Uniting five historic buildings within a former Augustinian cloister, the aptly named August hotel is the latest opening in Antwerp’s flourishing Groen Kwartier (Green Quarter). Here, Belgian architect Vincent Van Duysen’s renovation ushered in the opening of the former enclave’s doors to the community and visitors. The convent’s former chambers, now 44 guest rooms, are a meditation on restraint. Adorned simply with handwoven Portuguese rugs and light linens, they’re complemented by views of the cloister’s manicured walled gardens, while suites have views of the site’s private chapel.
But the chapel isn’t just for looks: it serves as the hotel’s lounge. Here, the dramatic domed ceiling, repainted in jet black, deflects the gaze from the heavens towards new spirits: instead of an altar, patrons will find a well-stocked bar.
The LINE DC, Washington, D.C.
A church in Washington, D.C.’s quirky Adams Morgan neighbourhood had sat empty for nearly 25 years, but now the LINE DC is making the most of the Roman neoclassical building’s sky-high, wide-open layout.
Reminders of the building’s past life are impossible to overlook. The lobby is a vaulted room that rises 60 feet, complete with a mezzanine and unmistakably part of a former church. Leaning into the ecclesiastical character, designers crafted a chandelier from organ pipes. Deeper within, pews have been painted anew and set outside elevator doors, while hymnal boards point guests toward their rooms. More pointedly, even though women were rarely centre stage at mass, many of the hotel’s 3,000 pieces of art were made by women—amen.
Hotel Peter & Paul, New Orleans
The faultless ASH NYC worked alongside New Orleans resident Nathalie Jordi to transform a 19th-century site—including a church, rectory, convent, and schoolhouse—in New Orleans’ Marigny neighbourhood into Hotel Peter & Paul.
Throughout the 71-room redesign, history is wrought without being overwritten: the interior palette was inspired by colours found in European and African religious paintings from the 14th through 18th centuries.
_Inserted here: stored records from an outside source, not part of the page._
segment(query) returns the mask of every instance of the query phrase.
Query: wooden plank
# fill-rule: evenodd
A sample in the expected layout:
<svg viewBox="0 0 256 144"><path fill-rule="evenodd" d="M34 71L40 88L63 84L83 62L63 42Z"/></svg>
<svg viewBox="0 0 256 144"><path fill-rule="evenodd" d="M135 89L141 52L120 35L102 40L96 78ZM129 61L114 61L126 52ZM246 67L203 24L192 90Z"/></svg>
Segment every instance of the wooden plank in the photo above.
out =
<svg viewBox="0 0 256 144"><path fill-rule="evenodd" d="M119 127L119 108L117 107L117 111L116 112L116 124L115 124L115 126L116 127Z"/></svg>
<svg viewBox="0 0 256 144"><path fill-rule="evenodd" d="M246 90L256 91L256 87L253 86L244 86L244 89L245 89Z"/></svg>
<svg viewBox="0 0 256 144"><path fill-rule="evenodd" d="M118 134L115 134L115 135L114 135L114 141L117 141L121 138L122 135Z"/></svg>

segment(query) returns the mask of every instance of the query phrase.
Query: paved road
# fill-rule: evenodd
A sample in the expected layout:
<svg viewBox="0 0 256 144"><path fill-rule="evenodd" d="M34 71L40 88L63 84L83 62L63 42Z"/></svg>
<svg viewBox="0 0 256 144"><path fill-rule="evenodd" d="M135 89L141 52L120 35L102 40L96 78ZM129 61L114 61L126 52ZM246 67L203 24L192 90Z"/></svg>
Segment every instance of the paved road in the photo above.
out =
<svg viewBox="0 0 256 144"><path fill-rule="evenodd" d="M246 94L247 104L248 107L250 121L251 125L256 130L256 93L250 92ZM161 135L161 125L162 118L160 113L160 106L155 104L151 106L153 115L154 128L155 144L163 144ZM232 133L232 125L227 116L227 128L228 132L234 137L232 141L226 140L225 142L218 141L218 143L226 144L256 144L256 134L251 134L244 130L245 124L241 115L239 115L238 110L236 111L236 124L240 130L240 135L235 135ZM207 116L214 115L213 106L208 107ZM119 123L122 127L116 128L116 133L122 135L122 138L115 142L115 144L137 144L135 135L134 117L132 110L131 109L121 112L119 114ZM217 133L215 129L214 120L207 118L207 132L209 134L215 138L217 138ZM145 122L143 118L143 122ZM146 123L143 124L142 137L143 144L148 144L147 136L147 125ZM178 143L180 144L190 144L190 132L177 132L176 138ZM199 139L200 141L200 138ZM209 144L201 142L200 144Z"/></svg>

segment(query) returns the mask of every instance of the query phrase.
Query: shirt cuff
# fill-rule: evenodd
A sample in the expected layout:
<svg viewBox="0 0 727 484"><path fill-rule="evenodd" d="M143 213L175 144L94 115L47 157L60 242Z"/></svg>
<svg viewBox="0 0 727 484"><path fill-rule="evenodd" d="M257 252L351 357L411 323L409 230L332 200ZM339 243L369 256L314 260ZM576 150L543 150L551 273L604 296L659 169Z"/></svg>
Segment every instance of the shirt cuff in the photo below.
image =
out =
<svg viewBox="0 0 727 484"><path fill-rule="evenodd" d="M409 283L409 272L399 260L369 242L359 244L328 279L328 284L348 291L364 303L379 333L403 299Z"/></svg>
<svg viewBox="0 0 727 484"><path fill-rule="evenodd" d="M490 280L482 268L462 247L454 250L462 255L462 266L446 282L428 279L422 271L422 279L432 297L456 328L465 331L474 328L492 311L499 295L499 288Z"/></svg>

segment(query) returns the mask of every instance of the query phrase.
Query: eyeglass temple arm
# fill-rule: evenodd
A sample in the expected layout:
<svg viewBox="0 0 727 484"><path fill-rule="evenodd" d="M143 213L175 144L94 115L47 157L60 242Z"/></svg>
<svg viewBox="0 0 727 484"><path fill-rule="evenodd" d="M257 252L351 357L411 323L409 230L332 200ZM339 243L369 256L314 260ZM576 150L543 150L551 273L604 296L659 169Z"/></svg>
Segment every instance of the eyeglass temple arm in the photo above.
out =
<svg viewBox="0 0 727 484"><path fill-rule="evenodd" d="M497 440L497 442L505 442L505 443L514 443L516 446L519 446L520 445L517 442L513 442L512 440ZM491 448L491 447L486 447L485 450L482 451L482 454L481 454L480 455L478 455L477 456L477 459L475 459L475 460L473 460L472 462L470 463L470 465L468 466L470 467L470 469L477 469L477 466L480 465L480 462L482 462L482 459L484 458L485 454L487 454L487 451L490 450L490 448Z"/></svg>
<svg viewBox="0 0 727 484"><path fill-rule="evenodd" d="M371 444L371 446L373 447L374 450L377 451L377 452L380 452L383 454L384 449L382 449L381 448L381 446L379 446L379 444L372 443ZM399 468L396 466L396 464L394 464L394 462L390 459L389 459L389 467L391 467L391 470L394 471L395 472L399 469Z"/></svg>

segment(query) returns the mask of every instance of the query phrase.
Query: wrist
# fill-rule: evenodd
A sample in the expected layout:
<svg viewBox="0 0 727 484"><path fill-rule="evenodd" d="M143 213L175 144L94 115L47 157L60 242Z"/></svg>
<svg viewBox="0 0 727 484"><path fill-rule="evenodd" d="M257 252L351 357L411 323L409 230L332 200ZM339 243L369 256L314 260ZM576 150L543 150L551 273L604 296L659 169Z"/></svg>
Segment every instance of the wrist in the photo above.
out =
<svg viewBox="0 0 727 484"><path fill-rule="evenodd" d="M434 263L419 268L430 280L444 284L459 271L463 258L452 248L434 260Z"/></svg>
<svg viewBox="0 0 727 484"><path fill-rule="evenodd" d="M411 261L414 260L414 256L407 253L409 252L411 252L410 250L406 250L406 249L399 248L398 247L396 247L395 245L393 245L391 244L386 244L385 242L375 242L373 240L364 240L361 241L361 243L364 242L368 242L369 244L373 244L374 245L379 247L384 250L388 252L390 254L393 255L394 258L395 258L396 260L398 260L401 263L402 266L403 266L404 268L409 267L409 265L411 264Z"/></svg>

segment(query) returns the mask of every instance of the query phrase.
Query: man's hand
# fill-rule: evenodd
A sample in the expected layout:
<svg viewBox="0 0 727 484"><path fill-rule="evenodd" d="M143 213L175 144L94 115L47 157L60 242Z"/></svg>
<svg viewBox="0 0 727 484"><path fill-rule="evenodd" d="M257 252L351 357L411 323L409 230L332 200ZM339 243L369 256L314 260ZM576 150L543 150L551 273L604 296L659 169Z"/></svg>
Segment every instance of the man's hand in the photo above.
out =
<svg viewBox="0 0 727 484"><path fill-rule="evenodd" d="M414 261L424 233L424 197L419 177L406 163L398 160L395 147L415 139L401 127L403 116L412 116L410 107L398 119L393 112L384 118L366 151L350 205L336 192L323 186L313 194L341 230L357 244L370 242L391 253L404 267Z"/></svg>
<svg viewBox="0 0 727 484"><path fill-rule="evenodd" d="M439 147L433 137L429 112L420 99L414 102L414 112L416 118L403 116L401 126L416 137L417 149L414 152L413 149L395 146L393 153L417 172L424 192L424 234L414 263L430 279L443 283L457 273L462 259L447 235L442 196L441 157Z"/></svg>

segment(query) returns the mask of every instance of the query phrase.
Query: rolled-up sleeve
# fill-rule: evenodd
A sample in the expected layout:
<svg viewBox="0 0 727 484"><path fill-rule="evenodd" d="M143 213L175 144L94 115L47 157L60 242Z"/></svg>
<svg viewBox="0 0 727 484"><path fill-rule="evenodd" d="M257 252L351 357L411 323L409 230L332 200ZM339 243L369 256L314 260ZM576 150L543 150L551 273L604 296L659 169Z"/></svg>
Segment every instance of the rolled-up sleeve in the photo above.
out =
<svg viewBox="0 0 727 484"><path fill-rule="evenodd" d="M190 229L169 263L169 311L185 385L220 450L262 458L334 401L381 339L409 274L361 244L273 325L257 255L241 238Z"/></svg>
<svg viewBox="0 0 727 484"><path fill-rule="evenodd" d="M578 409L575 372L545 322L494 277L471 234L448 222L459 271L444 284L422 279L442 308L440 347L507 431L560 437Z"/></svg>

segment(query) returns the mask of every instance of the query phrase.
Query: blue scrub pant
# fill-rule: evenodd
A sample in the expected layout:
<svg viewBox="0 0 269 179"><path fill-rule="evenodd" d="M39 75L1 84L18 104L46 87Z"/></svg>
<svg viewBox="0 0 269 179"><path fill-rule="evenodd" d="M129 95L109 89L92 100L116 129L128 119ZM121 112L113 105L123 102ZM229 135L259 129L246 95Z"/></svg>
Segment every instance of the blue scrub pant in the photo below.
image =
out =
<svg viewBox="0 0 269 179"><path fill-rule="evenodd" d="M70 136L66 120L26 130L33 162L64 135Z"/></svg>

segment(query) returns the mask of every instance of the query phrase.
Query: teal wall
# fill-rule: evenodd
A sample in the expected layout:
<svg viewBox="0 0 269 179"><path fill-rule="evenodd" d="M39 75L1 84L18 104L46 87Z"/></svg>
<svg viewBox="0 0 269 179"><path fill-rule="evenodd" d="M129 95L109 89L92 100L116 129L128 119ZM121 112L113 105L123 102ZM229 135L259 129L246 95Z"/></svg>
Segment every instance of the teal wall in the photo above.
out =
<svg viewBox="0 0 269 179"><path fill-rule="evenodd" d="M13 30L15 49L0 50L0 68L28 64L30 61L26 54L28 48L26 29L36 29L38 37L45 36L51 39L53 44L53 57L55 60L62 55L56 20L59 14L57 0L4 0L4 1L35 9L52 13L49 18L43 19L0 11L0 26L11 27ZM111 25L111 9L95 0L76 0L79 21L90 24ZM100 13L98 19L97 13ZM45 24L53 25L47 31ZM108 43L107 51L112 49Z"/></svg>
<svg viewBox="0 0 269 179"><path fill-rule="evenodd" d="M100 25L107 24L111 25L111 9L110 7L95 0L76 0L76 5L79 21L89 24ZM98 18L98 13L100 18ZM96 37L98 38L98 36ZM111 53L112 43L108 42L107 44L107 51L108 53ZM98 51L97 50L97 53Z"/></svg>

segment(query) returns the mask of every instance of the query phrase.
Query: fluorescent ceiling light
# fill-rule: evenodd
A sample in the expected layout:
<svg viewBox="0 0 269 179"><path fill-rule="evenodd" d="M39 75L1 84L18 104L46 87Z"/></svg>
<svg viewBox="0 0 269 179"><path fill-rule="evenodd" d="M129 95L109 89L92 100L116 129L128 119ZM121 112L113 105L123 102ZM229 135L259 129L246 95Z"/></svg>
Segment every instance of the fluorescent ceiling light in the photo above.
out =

The team was careful to restore as much of the site’s original architecture as possible—think stained-glass windows and wainscotted corridors embellished with hand-picked furnishings and custom-designed rugs. Reborn in all the right ways, you’ll find The Elysian Bar in the rectory, an ice cream parlour in the former convent, and a hip café in the small chapel. The courtyard, ringed by bell towers, chimes in with the site’s original soundtrack.
In Bloomsbury, a 110-year-old building (the Baptist Church’s former London headquarters) had sat mostly untouched since the 1960s, but under the direction of French architect Jacques Garcia, the overlooked building was transformed into a decadent 39-room affair. At what is now called L’Oscar, a nod to Oscar Wilde, modesty has been shelved for an unquestionably sumptuous experience.
Two new floors were added to the building, and its mix of original Arts and Crafts style and neo-baroque architecture is next-level lavish. Garcia’s interiors include spot wallcoverings embroidered with delicate butterflies, headboards rendered with peacock motifs, richly patterned carpets; and plenty of red, gold, and black accents. The locus, of course, is a Grade II–listed chapel, which Garcia transformed into the flamboyant Baptist Bar & Grill, helmed by Michelin-starred chef Tony Fleming. Topped off with a glass dome, the octagonal chapel is chock full of glamour, tasselled velvet furnishings, and glossy surfaces.